Filling out the family are Virginia and their two adolescent children Viv and Vin. Looking at the covers for issues 1 thru 6 we’re shown very Norman Rockwell-esque presentations of the family but always with some drastic twist that constantly reminds us of their defining lack of humanity. In issue 1 The Vision alludes that Virginia’s brain patterns are modeled on someone he knows, fairly obvious if you are familiar with the character’s history. The children are as close to human children as two synthezoids could make: a combination of their brainwaves.
Right away writer King makes is obvious this is not going to be a series about characters in capes
and tights fighting global threats. The Vision is much less about the title character than it is about these beings he brought into the world and the hell their life is becoming. Virginia is in constant fear of how the external world will react to she and the children. She questions why they must be sent off to attend school and her husband explains it is important in their development to become like humanity.
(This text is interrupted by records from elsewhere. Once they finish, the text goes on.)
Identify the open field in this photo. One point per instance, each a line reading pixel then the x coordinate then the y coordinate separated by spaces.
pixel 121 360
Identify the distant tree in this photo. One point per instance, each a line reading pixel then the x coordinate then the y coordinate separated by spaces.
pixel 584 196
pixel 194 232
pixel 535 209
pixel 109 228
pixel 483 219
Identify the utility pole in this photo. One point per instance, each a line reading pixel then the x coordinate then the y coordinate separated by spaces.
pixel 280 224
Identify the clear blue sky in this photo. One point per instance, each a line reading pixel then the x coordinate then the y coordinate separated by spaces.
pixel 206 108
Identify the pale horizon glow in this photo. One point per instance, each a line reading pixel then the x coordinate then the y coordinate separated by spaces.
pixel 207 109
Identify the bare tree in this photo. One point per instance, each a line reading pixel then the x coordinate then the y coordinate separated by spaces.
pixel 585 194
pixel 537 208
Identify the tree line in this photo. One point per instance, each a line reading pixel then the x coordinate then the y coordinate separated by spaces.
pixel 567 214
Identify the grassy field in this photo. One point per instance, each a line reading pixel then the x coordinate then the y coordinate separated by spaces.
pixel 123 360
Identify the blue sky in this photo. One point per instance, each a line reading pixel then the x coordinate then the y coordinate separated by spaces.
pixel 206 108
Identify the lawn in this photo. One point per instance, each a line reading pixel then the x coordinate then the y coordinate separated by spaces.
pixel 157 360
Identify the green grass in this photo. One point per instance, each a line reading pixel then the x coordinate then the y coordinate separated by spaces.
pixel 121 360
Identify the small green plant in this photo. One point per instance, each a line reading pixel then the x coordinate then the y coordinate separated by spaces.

And this is the core tension of the whole series: Can a family that is obviously not human be accepted by a society that has historically feared and shunned the Other? And in addition, can a family survive if its members are building their relationships on a series of lies? The Vision hesitantly believes the former is possible and his spouse lies on the opposite side of the argument, while fixing herself firmly in the latter category of lying to survive. While The Vision is ever stoic and logical when he speaks to his family, Virginia shows outbursts of violence and rage when outsiders threaten her children. And while Vision constantly emphasizes the need to assimilate he uses his abilities to phase through walls and fly constantly. Throughout the first volume, characters present their ideas of what being human is and then do the opposite, while claiming their desire to be human. Is being human being a bundle of contradictions? Vision may not realize it, but the readers will inevitably come to this conclusion.
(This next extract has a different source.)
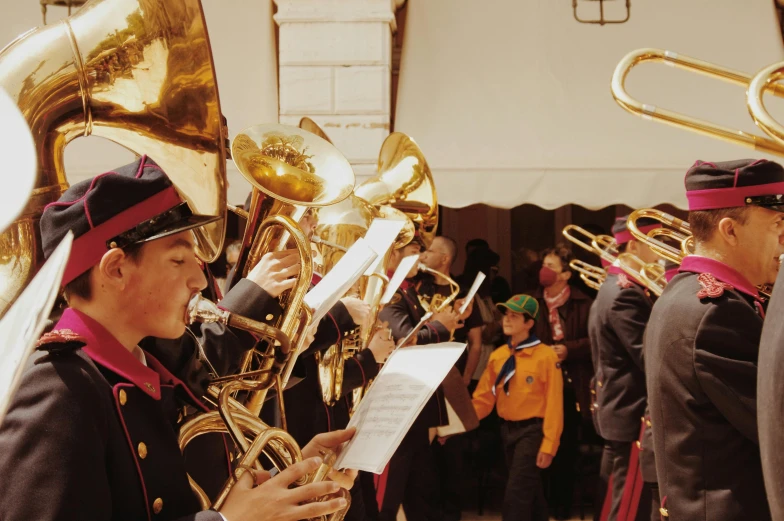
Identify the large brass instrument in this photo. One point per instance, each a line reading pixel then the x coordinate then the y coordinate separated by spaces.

It’s not essential to know the details of the Vision’s history but some foreknowledge leads
to a deeper understanding of the text. The Vision’s previous family with Scarlet Witch ended in a unmitigated disaster that has haunted the character since. By building his own family he is trying to right those wrongs, but also becoming more like his “father” Ultron, a villain notorious for building family members. From the start, his constructions are volatile, but also very human in the quickness of their tempers. Every act of violence is in the context of protecting another member of the family. And when actual death occurs there are circumstances that justify the outcomes. Virginia phases to avoid a bullet and an innocent dies. A villain attacks the family and brutally killed after he almost kills Viv. The Vision is the story of immigrants in a strange land. When violence and trouble occurs they are the first to be blamed because of their Otherness.
I haven’t recommended a comic book as strongly in a long time as I do The Vision by Tom King and Gabriel H. Walta. Of all Marvel’s All-New, All-Different line, The Vision has consistently been my favorite and one of those title you read immediately after you get the new issue. Tom King’s writing feels like a great tv show that you want to binge watch to see where these characters end up. Gabriel H. Walta’s art is simple and messy, but full of emotion. The faces of the Vision family are essentially identical but he gives life and personality to each one. Sadly, King has signed an exclusive contract with DC Comics and will be writing Batman. It’ll be great to read his Batman work, but he has stated his run on The Vision will end with #12 later this year. I’m so intrigued by his work I will be spending the summer reading through his runs on Omega Men, Nightwing, and The Sheriff of Babylon with more reviews to come.